On May 30, a Guinness World Record adjudicator will be situated on a stage near the southwest corner of East 11th Street and South Lewis Avenue. His job? To keep the official count of every vehicle that rolls by as Tulsa’s Route 66 Capital Cruise attempts to break the record for the world’s largest classic car parade ✨
To celebrate the centennial, TulsaPeople decided to spotlight some of the drivers taking part in the cruise, which is co-hosted by Visit Tulsa (
@visittulsa ) and The Tulsa Route 66 Commission.
Pictured is Brian Driver and his 1965 Shelby Cobra.

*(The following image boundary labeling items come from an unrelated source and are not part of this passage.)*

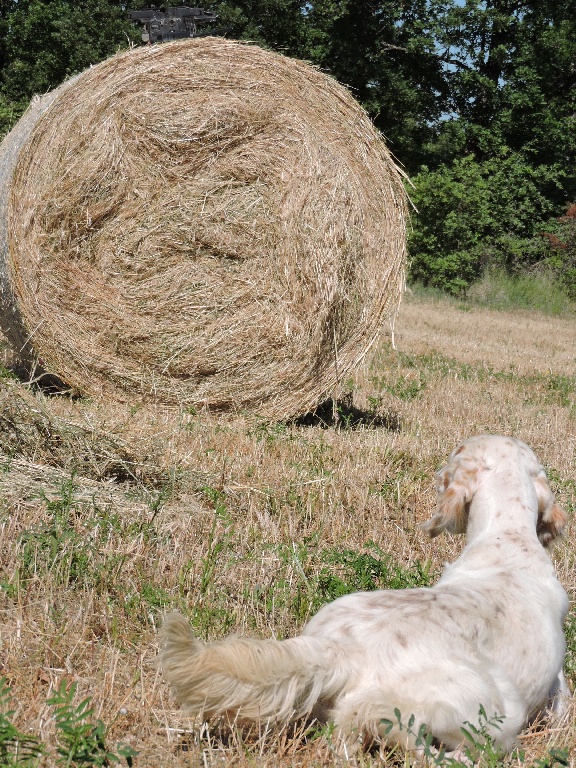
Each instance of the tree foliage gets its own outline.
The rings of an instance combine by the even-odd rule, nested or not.
[[[34,93],[139,43],[127,10],[147,5],[0,0],[0,130]],[[568,227],[576,201],[576,0],[210,8],[229,36],[313,62],[365,106],[414,183],[414,278],[460,292],[487,266],[542,263],[574,279],[541,233]]]

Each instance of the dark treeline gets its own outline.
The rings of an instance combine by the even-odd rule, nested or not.
[[[152,3],[153,4],[153,3]],[[140,41],[145,2],[0,0],[0,130],[35,93]],[[576,0],[224,0],[228,36],[346,84],[412,179],[412,277],[490,267],[576,296]]]

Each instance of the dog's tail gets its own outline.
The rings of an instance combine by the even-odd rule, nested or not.
[[[324,638],[229,637],[205,645],[179,613],[160,630],[159,665],[175,699],[191,714],[285,722],[308,714],[346,684],[345,660]],[[344,663],[342,663],[344,662]]]

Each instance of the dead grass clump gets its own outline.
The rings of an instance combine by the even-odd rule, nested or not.
[[[222,39],[139,48],[23,120],[0,157],[3,322],[72,390],[290,417],[396,310],[400,173],[311,66]]]
[[[166,473],[135,458],[119,438],[58,416],[50,402],[14,381],[0,386],[0,444],[5,463],[14,457],[79,472],[95,480],[165,482]]]

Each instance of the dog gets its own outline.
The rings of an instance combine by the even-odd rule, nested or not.
[[[374,741],[418,749],[423,733],[459,750],[470,725],[508,751],[533,718],[560,714],[568,598],[546,548],[567,518],[543,468],[520,440],[480,435],[436,477],[437,510],[421,527],[465,533],[466,546],[434,586],[346,595],[288,640],[205,645],[169,614],[159,664],[176,700],[204,719],[312,716],[334,724],[347,753]]]

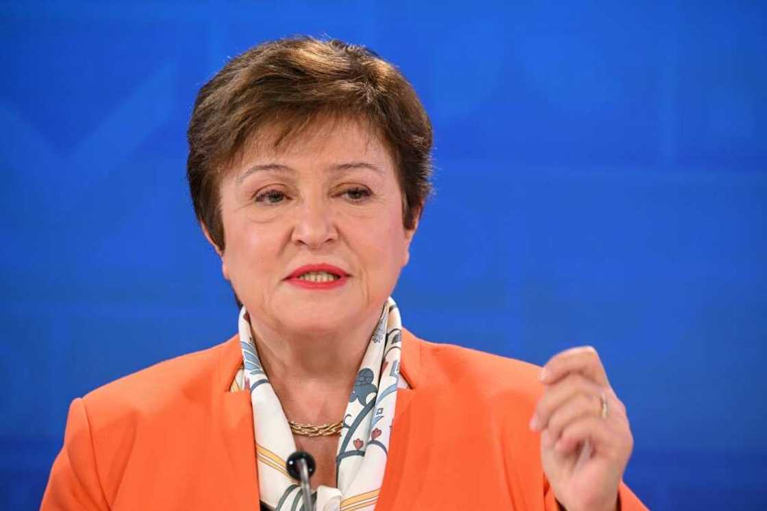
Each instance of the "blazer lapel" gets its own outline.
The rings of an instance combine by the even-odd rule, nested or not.
[[[231,502],[229,511],[253,511],[258,509],[258,476],[255,463],[255,440],[253,436],[252,406],[248,391],[229,391],[229,387],[242,362],[239,337],[235,335],[224,345],[217,375],[220,420],[227,465],[225,488],[221,489],[222,503]]]
[[[421,478],[408,476],[408,470],[417,467],[412,466],[419,457],[416,452],[428,449],[428,439],[419,438],[419,424],[424,419],[418,413],[418,400],[420,397],[419,387],[421,383],[420,339],[404,328],[403,333],[402,362],[400,371],[410,385],[410,388],[400,388],[397,391],[397,407],[394,410],[394,424],[391,433],[389,457],[387,460],[386,473],[381,493],[376,505],[377,511],[384,509],[407,509],[409,503],[397,499],[403,484],[412,486],[421,483]],[[426,428],[425,430],[429,430]],[[412,475],[412,474],[411,474]],[[410,489],[409,494],[417,494],[416,489]]]

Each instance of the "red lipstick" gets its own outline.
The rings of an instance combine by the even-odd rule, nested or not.
[[[304,280],[298,278],[305,273],[310,273],[312,272],[324,272],[337,278],[324,282],[314,282],[311,280]],[[348,278],[349,274],[337,266],[334,266],[333,265],[326,263],[321,263],[318,265],[304,265],[303,266],[299,266],[293,270],[293,272],[288,275],[288,278],[285,279],[285,280],[289,284],[292,284],[304,289],[323,290],[339,288],[346,283]]]

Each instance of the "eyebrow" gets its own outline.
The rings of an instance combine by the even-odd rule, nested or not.
[[[380,174],[384,173],[384,170],[381,169],[377,165],[374,165],[373,163],[368,163],[364,161],[352,161],[346,163],[336,163],[335,165],[331,165],[328,167],[330,170],[344,172],[347,170],[354,170],[355,169],[367,169],[369,170],[373,170],[374,172]],[[287,165],[281,165],[280,163],[265,163],[263,165],[254,165],[250,167],[242,174],[237,176],[237,184],[242,184],[242,181],[245,180],[246,177],[251,174],[261,172],[265,170],[271,170],[272,172],[295,172],[295,170]]]

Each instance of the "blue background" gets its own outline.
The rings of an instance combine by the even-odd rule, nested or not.
[[[307,33],[432,116],[405,325],[538,364],[594,345],[650,508],[763,509],[765,3],[278,3],[0,4],[0,507],[38,506],[72,398],[234,332],[186,123],[227,57]]]

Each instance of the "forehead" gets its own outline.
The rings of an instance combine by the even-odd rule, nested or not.
[[[257,165],[338,166],[367,163],[395,170],[383,137],[369,124],[354,118],[323,118],[305,126],[286,129],[271,125],[251,138],[226,173],[237,178]]]

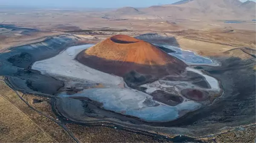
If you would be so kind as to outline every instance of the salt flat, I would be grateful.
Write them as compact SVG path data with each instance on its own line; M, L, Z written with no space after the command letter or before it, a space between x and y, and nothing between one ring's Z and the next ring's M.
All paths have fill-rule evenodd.
M124 83L123 78L101 72L81 64L75 59L76 55L93 45L73 46L52 58L35 62L32 68L43 75L65 80L67 84L85 81L89 84L115 85Z

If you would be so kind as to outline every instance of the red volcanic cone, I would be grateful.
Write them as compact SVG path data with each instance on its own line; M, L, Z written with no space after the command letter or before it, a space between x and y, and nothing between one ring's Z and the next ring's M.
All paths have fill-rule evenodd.
M108 73L124 77L132 73L133 76L147 75L150 79L179 75L187 67L149 42L122 35L99 42L80 53L77 59Z

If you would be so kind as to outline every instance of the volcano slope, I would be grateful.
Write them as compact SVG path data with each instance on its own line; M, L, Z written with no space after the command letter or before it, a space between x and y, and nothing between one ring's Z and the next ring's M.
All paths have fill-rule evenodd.
M179 75L187 66L149 42L123 35L107 39L76 59L94 69L124 77L130 86Z

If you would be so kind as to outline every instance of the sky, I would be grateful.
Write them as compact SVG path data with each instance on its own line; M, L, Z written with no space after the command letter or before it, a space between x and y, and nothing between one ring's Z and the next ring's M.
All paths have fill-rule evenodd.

When he was 10 years old, Brian Driver saw a red 289 Shelby Cobra in a Kmart parking lot and fell in love with it. The car’s owner drove him around the parking lot, and he was so smitten with the sports car he hung a poster on his bedroom wall of Carroll Shelby sitting in a 427 Shelby Cobra — blue with white racing stripes. “I told my dad, ‘I will have that car one day,’” Driver recalls.
In 2019, 35 years later, he connected with a car salesman in San Francisco through Facebook Marketplace. Within a week, Driver took possession of a 1965 AC Cobra — blue with white racing stripes — just like the one from his childhood dream.
He purchased the car for $50,000 and has spent about $40,000 on parts alone. He doesn’t count the cost of labor which, except for the engine build, he’s done himself. “Some people call it a money pit; I call it a love affair,” Driver says. “Some Sundays I get up early, make coffee and go out and just stare at it.”